Durante quase três décadas, o nome de Nemesio Rubén Oseguera Cervantes circulou nas sombras do poder paralelo no México. De uma condenação por tráfico de heroína nos Estados Unidos, em 1994, à liderança do Cartel Jalisco Nueva Generación, El Mencho construiu uma organização que cresceu rápido demais para ser ignorada — e forte demais para ser apenas um grupo criminoso. Sua trajetória revela como o narcotráfico deixou de ser marginal e passou a operar como sistema, onde cada prisão, deportação ou silêncio institucional redefine o equilíbrio da violência. 📸 Captura de tela

À frente do Cartel Jalisco Nueva Generación, El Mencho construiu algo mais próximo de uma organização militar descentralizada do que de um cartel tradicional. Helicópteros abatidos, comboios incendiados, cidades bloqueadas não eram excessos: eram linguagem. A mensagem era simples e brutal — o poder estava ali, visível, armado e disposto a ser lembrado.

O analista de segurança mexicana Carlos Pérez Ricart observa que uma das razões para a queda das taxas de homicídio em certas regiões foi justamente o fato de o CJNG ter alcançado um monopólio de poder local. Onde há apenas um senhor da guerra, paradoxalmente, há menos disputas abertas. Mas esse equilíbrio é frágil. Com a morte do líder, essa dinâmica tende a colapsar.

Ricart também destaca que o CJNG opera como uma rede de “franquias”: grupos semi-autônomos, conectados por marca, recursos e reputação, mas capazes de mudar alianças ou se fragmentar quando o centro desaparece. A morte de El Mencho, portanto, não desmonta o sistema — desorganiza seu eixo, abrindo espaço para disputas internas e novas explosões de violência.

O que se seguiu não foi improviso. Foi retaliação previsível. Bloqueios, incêndios e ataques coordenados não buscavam vencer o Estado, mas lembrar que, mesmo sem seu fundador, o modelo permanece ativo — e perigoso.

🏛️ O Estado que Disputa Território

Nenhum cartel domina um país sozinho. Ele ocupa espaços que já estavam vazios. No México, esses vazios foram cavados por décadas de desigualdade persistente, corrupção estrutural e uma guerra às drogas que elimina nomes, mas preserva mercados.

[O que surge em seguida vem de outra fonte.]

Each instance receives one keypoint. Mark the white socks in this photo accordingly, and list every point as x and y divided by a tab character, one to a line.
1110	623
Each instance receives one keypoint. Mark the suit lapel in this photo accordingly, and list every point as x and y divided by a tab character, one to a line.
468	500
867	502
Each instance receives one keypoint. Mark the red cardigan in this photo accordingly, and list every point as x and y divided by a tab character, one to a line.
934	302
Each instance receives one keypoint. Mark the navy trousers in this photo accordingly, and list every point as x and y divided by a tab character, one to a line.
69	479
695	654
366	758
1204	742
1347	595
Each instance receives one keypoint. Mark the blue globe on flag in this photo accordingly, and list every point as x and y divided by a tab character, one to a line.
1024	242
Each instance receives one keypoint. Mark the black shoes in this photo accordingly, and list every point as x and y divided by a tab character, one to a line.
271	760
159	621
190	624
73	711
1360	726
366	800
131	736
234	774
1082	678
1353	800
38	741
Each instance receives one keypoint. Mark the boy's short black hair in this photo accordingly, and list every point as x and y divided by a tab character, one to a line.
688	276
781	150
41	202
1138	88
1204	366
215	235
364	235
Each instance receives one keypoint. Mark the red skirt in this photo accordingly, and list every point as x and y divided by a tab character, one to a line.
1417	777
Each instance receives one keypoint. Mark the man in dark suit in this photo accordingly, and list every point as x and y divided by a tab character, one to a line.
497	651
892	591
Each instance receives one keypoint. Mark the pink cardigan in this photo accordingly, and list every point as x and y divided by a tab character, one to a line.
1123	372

Nos últimos dias, o México deixou de viver apenas uma crise de segurança e passou a respirar um clima de guerra interna. Carros incendiados, estradas bloqueadas e cidades paralisadas compõem um cenário que lembra mais um conflito civil do que uma operação policial. A morte do El Mencho, não encerrou a violência — detonou uma disputa aberta por território, poder e sobrevivência. O que se vê não é caos espontâneo, mas frentes de batalha difusas, onde o Estado tenta se afirmar enquanto grupos armados testam seus limites. Quando a rotina vira trincheira, a guerra já começou — mesmo sem declaração oficial. 📸 Reprodução do Instagram/@morelifediares via REUTERS

Quando o Estado não entrega justiça, o crime entrega regras. Quando a presença institucional falha, surgem homens armados oferecendo “ordem”. O cartel não substitui o Estado oficialmente — ele imita suas funções, com eficiência brutal.